Germany frees Mossad agent
The Israeli agent arrested two months ago in connection with the alleged assassination of senior Hamas operative Mahmoud al-Mabhouh in January, was released over the weekend and returned to Israel.
The man known as Uri Brodsky was arrested two months ago in Poland, on a German EU-wide arrest warrant.
Brodsky was arrested on charges that a year earlier he had helped another man receive a German passport in the name of Michael Bodenheimer. The passport was used by the team who, according to Dubai police, carried out Al-Mabhouh's assassination.
The real Bodenheimer is a strictly Orthodox rabbi living in Israel who did not know that his name had been used on a German passport. According to footage and airport records presented by the Dubai police, the hit team used British, Irish, Australian, French and German passports, which caused diplomatic embarrassment for Israel and the expulsion of a number of diplomats.

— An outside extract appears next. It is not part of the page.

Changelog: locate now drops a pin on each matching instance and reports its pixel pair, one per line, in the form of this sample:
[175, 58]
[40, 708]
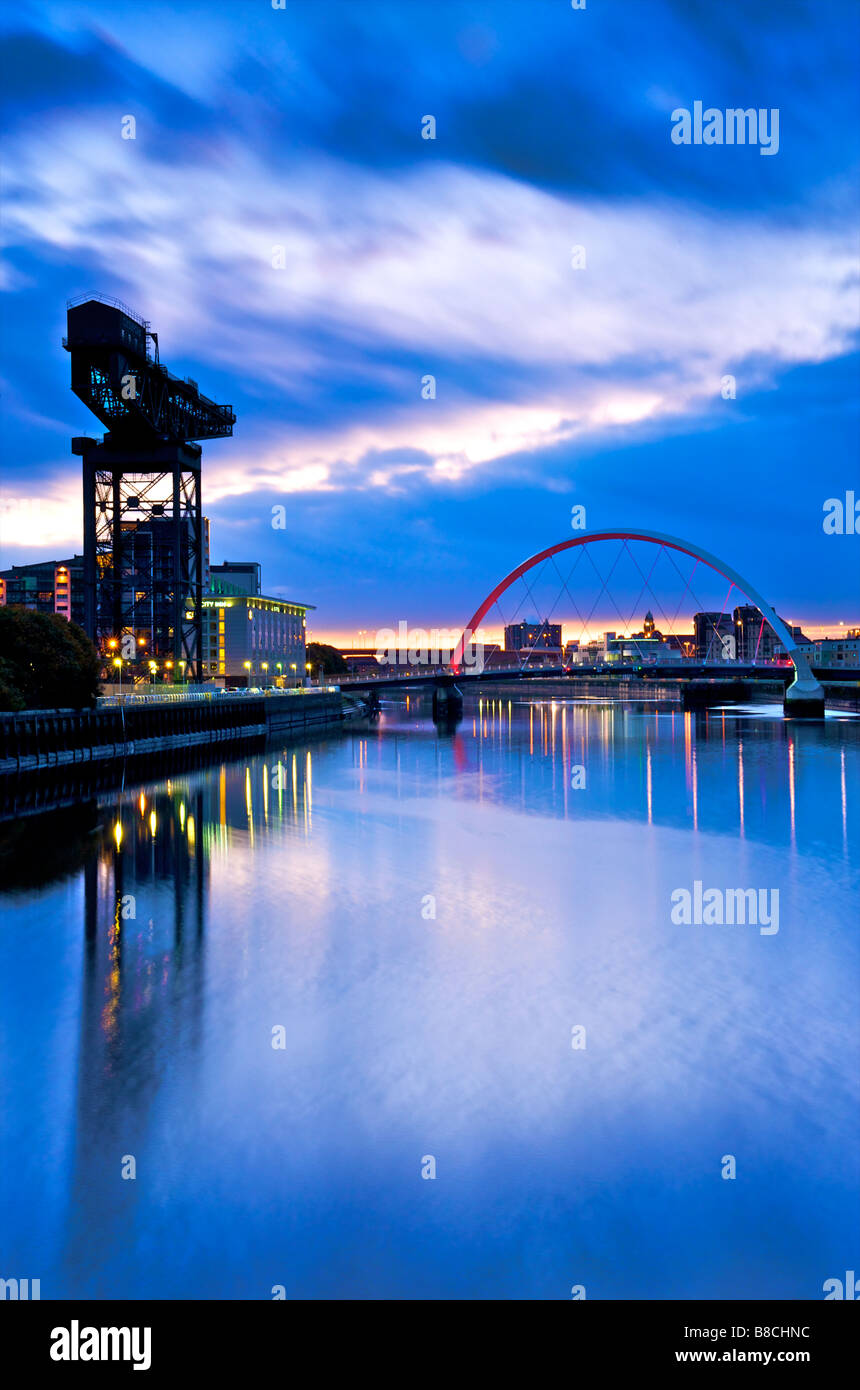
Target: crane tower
[143, 548]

The arrest of Brodsky in June was a further complication, because the Mossad agent, who had been instrumental in acquiring the passports for the Al-Mabhouh hit, had been sent abroad again using the same identity.
Last week Poland handed him over to Germany, but the decision of the Cologne prosecutor to indict him on only a minor charge meant that he could go home almost immediately.

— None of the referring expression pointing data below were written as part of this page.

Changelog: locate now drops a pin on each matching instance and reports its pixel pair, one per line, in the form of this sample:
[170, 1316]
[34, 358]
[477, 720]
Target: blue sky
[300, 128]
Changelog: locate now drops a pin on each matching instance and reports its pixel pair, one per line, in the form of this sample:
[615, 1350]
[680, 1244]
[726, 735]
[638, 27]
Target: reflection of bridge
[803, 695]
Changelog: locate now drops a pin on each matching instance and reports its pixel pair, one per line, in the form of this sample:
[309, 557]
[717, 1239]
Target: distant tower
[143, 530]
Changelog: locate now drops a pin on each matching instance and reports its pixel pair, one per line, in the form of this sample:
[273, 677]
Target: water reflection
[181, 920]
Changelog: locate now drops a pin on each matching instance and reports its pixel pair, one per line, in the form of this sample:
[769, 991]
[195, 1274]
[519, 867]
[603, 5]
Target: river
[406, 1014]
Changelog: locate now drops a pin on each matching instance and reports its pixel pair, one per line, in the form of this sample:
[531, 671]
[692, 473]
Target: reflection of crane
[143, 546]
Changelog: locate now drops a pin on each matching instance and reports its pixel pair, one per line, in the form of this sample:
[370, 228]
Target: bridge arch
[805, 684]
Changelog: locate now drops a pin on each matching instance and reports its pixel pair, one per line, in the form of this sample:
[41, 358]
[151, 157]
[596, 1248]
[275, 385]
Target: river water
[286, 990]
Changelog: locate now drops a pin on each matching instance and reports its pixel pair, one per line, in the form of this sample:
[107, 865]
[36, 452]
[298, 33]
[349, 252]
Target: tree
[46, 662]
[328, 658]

Historian Michael Bar-Zohar, who has specialised in the past and current history of the Mossad, said this week: "The arrest of Brodsky is one of those cases in which the Mossad, which has such extraordinary capabilities, makes amateurish mistakes as a result of classic Israeli self-confidence and arrogance."

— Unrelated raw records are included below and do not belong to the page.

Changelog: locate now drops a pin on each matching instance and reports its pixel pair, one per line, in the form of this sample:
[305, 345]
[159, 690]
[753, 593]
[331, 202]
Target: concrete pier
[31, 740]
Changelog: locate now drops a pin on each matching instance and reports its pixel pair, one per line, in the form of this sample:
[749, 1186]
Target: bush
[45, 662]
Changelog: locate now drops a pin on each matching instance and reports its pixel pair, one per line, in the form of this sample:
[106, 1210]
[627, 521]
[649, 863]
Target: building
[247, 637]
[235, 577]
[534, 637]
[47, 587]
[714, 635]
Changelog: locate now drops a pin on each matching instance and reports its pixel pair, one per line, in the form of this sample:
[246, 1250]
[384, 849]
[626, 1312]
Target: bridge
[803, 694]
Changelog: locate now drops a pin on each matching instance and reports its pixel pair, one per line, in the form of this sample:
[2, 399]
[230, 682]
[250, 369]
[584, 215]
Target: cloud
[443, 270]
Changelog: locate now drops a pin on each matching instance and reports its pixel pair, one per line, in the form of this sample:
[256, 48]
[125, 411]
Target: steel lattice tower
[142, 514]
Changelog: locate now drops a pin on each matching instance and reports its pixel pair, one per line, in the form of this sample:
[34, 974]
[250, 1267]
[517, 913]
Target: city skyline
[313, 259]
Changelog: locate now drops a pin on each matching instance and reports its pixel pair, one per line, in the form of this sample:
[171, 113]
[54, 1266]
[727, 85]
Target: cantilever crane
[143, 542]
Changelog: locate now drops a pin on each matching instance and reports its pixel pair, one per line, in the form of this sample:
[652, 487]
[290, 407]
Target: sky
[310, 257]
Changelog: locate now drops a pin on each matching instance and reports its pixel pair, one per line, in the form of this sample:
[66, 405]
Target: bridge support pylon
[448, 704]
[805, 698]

But in Professor Bar-Zohar's opinion, the use of authentic passports from friendly countries in the Al-Mabhouh hit was justified, despite the ensuing diplomatic crisis.
"When an agent is operating in a European country, you can take the risk of using a fake passport," he said. "If you get caught, it is not the end of the world.
"But in an Arab country, you must have a real passport, one that if they call the consul, he can verify. It can turn out to be a matter of life and death."